Feb 112004
 
Authors: Collegian Editorial Staff

By:

Shandra Jordan

Colleen Buhrer

J.J. Babb

When viewers tune in watch the Oscars ceremony Feb. 29, the term

“live” might be misleading. ABC announced they will have a 5-second

delay to safeguard viewers from any obscenities. Networks have been

watched under a microscope after the Janet Jackson Super Bowl

incident. Networks have every right to be more cautious when it

comes to live coverage. The Federal Communication Commission is

pushing to increase fines from $27,500 to $275,000. But by using

this delay, we fear that it opens the floodgates for networks to

censor live coverage.

Everyone remembers filmmaker Michael Moore’s controversial

acceptance speech last year at the Oscars. Would ABC have censored

his comments if it had the means?
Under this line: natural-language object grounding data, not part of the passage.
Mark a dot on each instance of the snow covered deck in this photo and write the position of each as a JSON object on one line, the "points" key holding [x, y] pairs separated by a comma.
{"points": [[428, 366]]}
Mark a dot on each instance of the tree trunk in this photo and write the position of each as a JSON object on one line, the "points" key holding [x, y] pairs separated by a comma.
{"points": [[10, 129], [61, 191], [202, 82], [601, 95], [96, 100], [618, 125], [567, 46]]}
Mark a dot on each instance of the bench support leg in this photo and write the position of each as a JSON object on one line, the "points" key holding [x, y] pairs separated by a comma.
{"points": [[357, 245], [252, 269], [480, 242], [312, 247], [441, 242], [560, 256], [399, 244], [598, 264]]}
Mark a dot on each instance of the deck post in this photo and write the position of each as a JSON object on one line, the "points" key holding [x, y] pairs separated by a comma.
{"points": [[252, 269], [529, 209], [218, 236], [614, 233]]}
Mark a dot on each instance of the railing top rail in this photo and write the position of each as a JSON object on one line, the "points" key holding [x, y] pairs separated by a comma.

Oscar telecast producer Joe Roth

told reporters Tuesday the network will only censor acts of

profanity, not political statements made by presenters or

winners.

Frank Pierson, the president of the Academy of Motion Picture

Arts and Sciences, is unhappy with the delay, according to CNN.com.

According to trade paper The Hollywood Reporter, in a letter to

Academy members Pierson warned of a slippery slope leading to “a

form of censorship,” CNN reports.

We agree with Pierson. There are other ways to safeguard breasts

being exposed or streakers getting camera time. ABC could enforce a

dress code – something CBS could have used when pop singer

Christina Aguilera appeared on The Grammy’s wearing a very

revealing dress – CBS used their time delay tactics to cover her

cleavage with an enlarged caption.

No one can stop ABC from using a delay, not even the Academy.

But if ABC does decide to use it, it should not advertise that the

broadcast is live. It should be clear to viewers that what they are

watching is on a time delay and that it is edited for broadcast, if

the network does decide to censor anything.